ISEN.ID, JAKARTA -- Kepala Pusat Pembinaan dan Pengawasan Badan Penyelenggara Jaminan Produk Halal (BPJPH) Dzikro menegaskan kehadiran Komite Fatwa Produk Halal BPJPH tidak lantas mengeliminasi tugas dari Komisi Fatwa Majelis Ulama Indonesia (MUI). Ia menerangkan, keduanya merupakan partner kerja dalam memfatwakan kehalalan produk.
"Komite Fatwa tidak menggantikan Komisi Fatwa, kami memandangnya sebagai partner kerja, dan memang lingkup objek yang difatwakan berbeda," jelasnya saat ditemui di Jakarta, Kamis (8/6/2023).

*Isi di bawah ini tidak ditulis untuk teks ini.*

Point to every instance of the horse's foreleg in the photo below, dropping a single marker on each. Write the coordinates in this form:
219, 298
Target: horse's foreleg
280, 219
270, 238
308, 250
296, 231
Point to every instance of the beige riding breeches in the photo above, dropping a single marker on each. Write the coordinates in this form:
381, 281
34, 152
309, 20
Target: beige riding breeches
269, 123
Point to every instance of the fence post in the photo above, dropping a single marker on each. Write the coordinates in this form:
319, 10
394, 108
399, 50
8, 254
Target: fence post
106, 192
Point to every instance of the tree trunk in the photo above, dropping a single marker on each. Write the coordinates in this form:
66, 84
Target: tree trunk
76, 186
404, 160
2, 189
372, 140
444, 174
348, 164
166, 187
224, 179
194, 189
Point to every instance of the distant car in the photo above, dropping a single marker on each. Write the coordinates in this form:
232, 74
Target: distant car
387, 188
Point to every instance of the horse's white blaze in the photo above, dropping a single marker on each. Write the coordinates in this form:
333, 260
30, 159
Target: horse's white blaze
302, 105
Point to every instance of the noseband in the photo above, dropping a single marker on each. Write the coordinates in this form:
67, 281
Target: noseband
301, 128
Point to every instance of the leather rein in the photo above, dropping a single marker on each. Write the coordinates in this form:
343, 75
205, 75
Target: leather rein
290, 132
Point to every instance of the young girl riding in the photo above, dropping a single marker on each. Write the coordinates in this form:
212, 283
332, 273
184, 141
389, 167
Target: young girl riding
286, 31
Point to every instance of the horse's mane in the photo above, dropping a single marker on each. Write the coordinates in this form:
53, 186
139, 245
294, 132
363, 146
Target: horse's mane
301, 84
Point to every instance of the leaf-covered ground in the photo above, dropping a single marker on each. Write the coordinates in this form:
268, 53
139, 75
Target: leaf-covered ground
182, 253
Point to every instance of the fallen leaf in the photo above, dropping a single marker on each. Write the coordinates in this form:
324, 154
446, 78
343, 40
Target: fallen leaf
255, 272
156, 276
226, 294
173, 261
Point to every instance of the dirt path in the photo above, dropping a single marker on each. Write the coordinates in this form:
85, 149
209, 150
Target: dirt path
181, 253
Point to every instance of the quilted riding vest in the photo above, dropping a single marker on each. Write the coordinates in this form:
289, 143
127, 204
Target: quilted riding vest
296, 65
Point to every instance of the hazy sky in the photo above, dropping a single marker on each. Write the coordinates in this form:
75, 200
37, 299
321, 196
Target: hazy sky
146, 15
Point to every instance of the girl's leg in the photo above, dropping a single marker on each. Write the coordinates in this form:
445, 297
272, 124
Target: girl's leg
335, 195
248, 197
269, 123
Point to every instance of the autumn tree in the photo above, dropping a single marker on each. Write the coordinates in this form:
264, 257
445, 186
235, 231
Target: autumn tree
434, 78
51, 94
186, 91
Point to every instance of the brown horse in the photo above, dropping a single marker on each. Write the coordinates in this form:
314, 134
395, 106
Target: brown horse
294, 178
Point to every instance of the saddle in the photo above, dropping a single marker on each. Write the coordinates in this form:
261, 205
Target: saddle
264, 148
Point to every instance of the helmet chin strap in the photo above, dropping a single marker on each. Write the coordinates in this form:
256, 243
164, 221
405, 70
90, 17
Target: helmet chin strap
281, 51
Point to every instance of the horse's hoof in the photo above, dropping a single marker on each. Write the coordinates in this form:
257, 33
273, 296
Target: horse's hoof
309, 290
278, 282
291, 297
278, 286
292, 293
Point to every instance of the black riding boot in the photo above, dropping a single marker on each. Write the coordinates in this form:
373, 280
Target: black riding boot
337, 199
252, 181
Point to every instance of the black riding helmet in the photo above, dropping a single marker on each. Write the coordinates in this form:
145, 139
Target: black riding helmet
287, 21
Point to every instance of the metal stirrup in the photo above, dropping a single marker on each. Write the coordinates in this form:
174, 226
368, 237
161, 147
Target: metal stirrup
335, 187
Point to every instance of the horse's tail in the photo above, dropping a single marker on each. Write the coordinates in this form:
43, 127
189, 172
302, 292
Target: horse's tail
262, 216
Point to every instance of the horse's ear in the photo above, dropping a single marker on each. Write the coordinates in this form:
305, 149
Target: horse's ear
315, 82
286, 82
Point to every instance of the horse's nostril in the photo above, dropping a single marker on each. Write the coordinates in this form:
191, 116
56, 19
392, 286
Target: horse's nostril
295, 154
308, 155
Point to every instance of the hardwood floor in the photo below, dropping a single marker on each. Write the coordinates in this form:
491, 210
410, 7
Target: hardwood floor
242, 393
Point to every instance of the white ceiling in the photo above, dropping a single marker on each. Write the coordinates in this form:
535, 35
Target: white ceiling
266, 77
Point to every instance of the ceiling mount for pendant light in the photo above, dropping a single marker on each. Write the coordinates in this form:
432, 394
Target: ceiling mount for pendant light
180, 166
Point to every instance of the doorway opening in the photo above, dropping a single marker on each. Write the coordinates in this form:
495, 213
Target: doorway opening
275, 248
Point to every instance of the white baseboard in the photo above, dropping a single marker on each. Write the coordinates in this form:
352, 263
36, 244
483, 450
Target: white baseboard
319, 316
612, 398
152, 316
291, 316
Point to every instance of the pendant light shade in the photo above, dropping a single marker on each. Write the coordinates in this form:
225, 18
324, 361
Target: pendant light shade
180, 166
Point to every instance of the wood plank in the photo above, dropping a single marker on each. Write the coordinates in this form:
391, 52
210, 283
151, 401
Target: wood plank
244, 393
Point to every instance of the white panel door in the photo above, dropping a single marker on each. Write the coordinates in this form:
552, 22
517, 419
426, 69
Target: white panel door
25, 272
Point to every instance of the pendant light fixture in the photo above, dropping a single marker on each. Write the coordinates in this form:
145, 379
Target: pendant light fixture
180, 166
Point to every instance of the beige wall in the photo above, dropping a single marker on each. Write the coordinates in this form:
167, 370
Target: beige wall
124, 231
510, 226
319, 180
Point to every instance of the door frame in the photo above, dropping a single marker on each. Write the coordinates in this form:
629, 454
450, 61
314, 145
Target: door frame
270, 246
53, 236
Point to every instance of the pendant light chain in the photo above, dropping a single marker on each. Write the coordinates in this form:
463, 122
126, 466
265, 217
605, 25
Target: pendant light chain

Lebih lanjut ia menerangkan, Komite Fatwa bertugas untuk mengeluarkan fatwa dari pengajuan sertifikasi halal dengan melalui self declare. Sementara itu, Komisi Fatwa MUJ memfatwakan produk-produk yang mengajukan sertifikasi halal secara reguler.
"Kenapa seperti itu? Filosofinya adalah untuk percepatan, karena usulan untuk sertifikasi halal cukup banyak jadi ada pembagian wilayah yang skemanya berbeda," kata dia.
Pada 2023 ini, BPJPH mentargetkan 1 juta sertifikasi halal secara self declare. Layanan pemberian sertifikasi halal gratis melalui mekanisme self declare, diberikan untuk pelaku usaha kecil dan menengah (UKM).
Pemerintah saat ini sedang fokus dalam mengembangkan UMKM karena memiliki potensi strategis dalam kegiatan industri halal, yang meliputi sektor makanan dan minuman, fesyen, kosmetik, farmasi, parawisita, media, serta jasa keuangan. Menurut BPJPH, sebanyak 30 juta produk usaha membutuhkan sertifikasi halal.
Namun hingga kini, baru sekitar 725 ribu produk yang bersertifikat halal dan 405 ribu di antaranya berasal dari sektor UMKM. Jika dibandingkan dengan total UMKM di Tanah Air yang mencapai 64,2 juta, jumlah ini masih sangat kecil sehingga dibutuhkan sinergi dari berbagai pihak untuk mendorong akses sertifikasi halal.
Padahal, berdasarkan ketentuan, setelah tanggal 17 Oktober 2024, bagi pelaku usaha makanan dan minuman, hasil sembelihan, serta jasa penyembelihan, harus bersertifikat halal. Jika belum maka akan terkena sanksi.